После выяснения этого обстоятельства мой страх перед потемнением пошел на убыль, а вскоре и совсем почти рассосался. Да и дружба наша с Кошачьим начала тускнеть, а затем вовсе распалась, потому что больше я ничего о нем не помню. Очевидно, в нашем общем страхе был и элемент игры, и, когда тайна, объединившая нас, обернулась простым синяком, мы утратили интерес друг к другу.
Однако боязнь потустороннего, неизвестного, загробного не оставила меня. Нынешние дети даже представить себе не могут, какие тучи тьмы клубились над головами ребят моего поколения, какие мрачные суеверия обволакивали наши бедные детские умы.
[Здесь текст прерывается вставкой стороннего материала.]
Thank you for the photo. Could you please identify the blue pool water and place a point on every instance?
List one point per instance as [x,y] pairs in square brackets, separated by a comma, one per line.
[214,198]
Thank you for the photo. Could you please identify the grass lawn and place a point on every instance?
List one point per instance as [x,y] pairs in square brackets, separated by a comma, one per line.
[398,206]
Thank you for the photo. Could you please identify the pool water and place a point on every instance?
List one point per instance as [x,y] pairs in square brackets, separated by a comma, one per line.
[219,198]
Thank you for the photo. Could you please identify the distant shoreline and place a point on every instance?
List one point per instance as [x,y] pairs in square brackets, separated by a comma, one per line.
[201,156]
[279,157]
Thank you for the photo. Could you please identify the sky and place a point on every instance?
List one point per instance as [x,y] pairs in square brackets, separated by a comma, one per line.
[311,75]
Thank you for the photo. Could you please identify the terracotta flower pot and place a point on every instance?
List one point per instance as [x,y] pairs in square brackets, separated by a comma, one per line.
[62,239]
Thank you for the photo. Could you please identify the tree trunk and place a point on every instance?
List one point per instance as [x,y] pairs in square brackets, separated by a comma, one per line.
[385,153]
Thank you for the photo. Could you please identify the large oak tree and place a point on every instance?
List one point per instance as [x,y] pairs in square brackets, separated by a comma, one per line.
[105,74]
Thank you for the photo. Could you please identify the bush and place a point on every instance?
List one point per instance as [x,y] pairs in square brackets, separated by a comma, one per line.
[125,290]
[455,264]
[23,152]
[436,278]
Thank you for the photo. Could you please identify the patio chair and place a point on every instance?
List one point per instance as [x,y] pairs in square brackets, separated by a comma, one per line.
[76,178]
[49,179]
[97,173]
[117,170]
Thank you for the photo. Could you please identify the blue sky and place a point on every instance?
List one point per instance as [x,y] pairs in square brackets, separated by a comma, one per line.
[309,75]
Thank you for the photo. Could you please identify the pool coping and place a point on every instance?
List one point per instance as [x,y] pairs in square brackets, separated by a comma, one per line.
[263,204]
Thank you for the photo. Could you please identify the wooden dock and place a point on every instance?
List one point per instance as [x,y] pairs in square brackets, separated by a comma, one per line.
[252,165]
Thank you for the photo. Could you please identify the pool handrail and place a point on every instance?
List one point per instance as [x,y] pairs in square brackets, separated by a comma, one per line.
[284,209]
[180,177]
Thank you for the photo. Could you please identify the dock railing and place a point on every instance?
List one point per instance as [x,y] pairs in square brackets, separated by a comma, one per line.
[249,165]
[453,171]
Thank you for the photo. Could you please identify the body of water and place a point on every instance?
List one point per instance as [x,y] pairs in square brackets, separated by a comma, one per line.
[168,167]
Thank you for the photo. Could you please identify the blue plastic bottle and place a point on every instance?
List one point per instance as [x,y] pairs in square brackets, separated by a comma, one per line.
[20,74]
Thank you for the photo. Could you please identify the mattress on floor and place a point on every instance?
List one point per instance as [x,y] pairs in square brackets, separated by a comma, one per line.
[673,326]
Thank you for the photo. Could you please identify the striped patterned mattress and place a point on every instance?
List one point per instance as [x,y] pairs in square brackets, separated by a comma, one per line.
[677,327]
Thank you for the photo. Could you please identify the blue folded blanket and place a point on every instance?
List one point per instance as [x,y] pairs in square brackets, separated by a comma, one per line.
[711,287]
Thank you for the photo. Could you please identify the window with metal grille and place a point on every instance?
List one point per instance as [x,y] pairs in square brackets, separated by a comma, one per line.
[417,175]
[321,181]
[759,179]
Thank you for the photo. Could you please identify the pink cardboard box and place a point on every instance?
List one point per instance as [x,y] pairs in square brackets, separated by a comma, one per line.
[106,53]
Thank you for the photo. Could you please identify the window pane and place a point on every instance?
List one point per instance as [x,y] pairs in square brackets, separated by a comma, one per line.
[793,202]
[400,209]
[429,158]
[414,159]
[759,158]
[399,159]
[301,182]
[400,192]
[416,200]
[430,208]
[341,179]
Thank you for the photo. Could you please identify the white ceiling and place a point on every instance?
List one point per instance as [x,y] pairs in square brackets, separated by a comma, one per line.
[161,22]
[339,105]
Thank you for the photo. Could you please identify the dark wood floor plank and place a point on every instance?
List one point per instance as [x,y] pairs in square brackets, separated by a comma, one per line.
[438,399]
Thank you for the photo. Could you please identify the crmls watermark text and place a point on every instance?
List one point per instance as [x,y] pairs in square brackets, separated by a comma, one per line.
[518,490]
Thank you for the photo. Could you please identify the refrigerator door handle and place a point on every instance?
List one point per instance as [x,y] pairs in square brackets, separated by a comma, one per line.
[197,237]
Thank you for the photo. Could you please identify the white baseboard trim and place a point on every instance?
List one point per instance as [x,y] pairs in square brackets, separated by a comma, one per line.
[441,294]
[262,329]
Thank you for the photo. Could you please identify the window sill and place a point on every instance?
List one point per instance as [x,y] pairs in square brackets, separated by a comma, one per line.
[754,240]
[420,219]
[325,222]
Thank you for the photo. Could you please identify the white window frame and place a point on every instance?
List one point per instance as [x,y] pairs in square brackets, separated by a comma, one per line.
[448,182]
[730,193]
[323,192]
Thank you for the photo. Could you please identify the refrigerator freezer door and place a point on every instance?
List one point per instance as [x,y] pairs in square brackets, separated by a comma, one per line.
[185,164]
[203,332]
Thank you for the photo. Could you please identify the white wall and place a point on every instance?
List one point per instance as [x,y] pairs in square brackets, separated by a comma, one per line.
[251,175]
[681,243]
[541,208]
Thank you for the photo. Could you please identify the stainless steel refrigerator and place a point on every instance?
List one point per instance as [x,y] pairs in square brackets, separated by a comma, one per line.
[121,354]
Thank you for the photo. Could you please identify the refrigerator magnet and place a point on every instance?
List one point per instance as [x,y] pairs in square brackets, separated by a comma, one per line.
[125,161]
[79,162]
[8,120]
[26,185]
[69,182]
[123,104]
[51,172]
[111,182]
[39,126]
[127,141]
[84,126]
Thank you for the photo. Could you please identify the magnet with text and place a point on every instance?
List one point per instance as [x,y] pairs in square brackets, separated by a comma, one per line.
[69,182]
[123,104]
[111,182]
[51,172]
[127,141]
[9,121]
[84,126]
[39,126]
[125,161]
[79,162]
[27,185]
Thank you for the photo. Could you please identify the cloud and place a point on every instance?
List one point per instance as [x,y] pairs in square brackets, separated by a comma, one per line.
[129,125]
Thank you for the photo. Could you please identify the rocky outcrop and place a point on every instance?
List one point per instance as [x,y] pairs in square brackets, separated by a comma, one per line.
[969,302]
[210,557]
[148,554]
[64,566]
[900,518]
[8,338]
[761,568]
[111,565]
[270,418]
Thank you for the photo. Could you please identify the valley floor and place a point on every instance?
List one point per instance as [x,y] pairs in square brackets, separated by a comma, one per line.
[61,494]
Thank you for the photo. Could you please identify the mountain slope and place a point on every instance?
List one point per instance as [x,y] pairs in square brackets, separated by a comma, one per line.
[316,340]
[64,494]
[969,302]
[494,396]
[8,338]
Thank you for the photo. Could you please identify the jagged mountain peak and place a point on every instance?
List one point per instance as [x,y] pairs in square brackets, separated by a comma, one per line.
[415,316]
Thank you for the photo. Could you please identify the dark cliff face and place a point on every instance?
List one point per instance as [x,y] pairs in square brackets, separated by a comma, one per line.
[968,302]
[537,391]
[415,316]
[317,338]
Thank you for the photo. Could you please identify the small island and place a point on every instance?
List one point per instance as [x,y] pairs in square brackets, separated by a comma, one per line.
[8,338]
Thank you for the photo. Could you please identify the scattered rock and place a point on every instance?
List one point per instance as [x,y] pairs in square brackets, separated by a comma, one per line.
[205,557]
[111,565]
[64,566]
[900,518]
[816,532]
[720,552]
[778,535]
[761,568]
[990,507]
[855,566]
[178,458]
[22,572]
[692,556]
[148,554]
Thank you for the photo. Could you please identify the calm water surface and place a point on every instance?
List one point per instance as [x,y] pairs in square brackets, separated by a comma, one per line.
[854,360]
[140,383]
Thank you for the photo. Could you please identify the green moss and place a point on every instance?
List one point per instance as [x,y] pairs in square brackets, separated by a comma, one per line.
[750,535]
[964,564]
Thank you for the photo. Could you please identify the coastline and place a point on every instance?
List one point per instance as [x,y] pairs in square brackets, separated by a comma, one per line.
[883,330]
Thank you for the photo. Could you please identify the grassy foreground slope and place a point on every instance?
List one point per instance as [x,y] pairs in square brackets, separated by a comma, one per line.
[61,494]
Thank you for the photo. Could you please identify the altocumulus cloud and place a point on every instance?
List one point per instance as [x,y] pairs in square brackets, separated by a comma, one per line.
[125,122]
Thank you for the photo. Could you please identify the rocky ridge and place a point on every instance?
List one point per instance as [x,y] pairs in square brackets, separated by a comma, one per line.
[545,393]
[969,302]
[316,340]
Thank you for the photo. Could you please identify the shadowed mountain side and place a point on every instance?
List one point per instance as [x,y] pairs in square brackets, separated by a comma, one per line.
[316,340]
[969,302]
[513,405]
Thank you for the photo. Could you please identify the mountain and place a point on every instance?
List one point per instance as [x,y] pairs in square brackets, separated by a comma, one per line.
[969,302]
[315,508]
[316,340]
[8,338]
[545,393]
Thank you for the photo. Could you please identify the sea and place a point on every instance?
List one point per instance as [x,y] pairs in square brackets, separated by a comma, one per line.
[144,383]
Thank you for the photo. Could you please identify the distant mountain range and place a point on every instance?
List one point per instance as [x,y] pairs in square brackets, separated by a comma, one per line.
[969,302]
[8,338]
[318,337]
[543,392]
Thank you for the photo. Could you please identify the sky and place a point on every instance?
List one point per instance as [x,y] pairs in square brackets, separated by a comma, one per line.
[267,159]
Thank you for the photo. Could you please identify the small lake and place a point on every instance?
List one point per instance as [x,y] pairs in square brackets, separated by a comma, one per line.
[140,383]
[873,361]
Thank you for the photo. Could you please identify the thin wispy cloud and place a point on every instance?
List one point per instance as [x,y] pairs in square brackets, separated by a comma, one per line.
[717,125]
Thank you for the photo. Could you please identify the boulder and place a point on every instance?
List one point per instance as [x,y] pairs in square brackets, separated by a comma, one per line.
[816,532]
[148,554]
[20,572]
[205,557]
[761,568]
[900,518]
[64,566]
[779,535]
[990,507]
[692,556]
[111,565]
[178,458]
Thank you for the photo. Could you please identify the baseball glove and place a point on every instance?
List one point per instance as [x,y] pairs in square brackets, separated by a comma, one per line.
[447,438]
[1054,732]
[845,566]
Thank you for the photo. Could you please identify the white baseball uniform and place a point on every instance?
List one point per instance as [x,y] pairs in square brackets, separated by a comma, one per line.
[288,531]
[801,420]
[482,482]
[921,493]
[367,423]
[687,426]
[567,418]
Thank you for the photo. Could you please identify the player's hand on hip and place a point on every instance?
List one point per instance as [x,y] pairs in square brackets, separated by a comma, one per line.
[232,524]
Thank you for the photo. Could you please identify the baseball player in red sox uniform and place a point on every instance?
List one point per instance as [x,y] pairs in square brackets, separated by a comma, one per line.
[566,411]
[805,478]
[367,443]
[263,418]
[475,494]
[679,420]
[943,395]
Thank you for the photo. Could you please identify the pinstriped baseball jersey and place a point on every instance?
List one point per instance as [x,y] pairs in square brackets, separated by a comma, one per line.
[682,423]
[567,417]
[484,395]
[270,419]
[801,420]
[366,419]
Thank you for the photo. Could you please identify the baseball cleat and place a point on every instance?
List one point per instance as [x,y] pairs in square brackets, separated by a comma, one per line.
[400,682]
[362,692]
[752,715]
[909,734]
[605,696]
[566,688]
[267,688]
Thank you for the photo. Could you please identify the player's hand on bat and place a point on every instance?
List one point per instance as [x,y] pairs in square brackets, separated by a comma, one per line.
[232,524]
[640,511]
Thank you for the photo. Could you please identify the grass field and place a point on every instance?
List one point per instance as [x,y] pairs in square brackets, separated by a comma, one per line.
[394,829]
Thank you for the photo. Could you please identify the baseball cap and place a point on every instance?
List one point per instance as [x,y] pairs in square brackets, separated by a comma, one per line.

Мы жили в стране, где большинство людей не умели читать, где ликбез только приступил к работе, где в деревнях еще верили в леших и домовых, где взрослыми из уст в уста передавались всякие загробные страхи. И у нас, ребятишек, очень много было разговоров про мертвецов, души которых ходят по земле еще сорок дней после смерти, про то, что кому-то что-то «привиделось». Все это принималось мной на полную веру. Да и почему бы мне не верить было во всякие потусторонние вещи, — ведь я верил в Бога, а он тоже был невидим и лишь изредка появлялся перед святыми, творя чудеса. Раз есть добрый Боженька, значит, есть и всякая невидимая злая чертовщина, которая тоже иногда может проявляться зримо.
Хоть я и стеснялся говорить с родителями о своих страхах, но, очевидно, в моем поведении, в боязни темноты все это прорывалось наружу, и мать знала о моих переживаниях. Несомненно, она говорила об этом с отцом, потому что вскоре тот решил принять свои меры.